Now we are a state where only 55% of our population works and pays for the other 45%. Given that model, why would any company want to do business here? And yet they are coming because we are a state of hard-working men and women.
We are finally moving away from a mineral extraction economy and into a manufacturing economy, where we make things for the rest this country and the world.
We may at some point in the future control our own destiny, but only if we get back to the work ethics we had prior to believing we were something less than we are. We have got to break out of the hole we’ve been forced into, step away from the drugs that sap the life from our people and turn our backs on anyone who doesn’t share our vision of our future.
Andrew Price
Core
The case against SB 167 and legalizing cannabis
SB 167 has been introduced in the January 2023 legislative session. It covers the controversial topic of marijuana legalization with respect to restrictions on age, permissible amounts of production and possession, even to the allocation of funds from the drug’s sale to the Division of Justice and Community Service to train state and local law enforcement to identify drivers under the influence of cannabis.
SB 167 ignores one indisputable fact: Marijuana is a Schedule I drug in the Controlled Substance Act.
Schedule I is the most restrictive schedule of the Controlled Substances Act.

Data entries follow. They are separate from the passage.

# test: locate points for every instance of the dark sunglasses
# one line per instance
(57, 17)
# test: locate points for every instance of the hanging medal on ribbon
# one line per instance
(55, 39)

Marijuana is a Schedule I drug because of its high potential for abuse, with no accepted medical use in America, and its lack of accepted safety for use under medical supervision. National Institute of Drug Abuse research reveals the following risks for marijuana use: addictive for many; short-term memory impairment; alters judgment and decision-making; reduces motor coordination and reaction time; and increases cancer risk to children when used during pregnancy. These facts make the use of marijuana risky at any age.
The bill obviously intends the age of 21 to be restrictive, but the brain of a young person does not fully mature until the mid-20s. The developing brain becomes more efficient and strengthens in abilities like self-control.
The use of marijuana alters the developing brain chemistry: cognitive problems and, ultimately, dependency result. Nine percent of marijuana users become dependent.
Most alarming is the evidence of long-term bodily damage. Research shows the airway and lung irritation resulting from marijuana smoke dramatically increases the risk of cancer. Well known is the cancer risk associated with tobacco; but research proves one “joint” of marijuana contains as many carcinogens as five cigarettes.
Marijuana, classed by the DEA and the FDA as a Schedule I drug, remains illegal under federal law.
West Virginians need to abide by federal law and heed the admonition of medical professionals. Passage of SB 167 should not be considered by the 2023 West Virginia Legislature.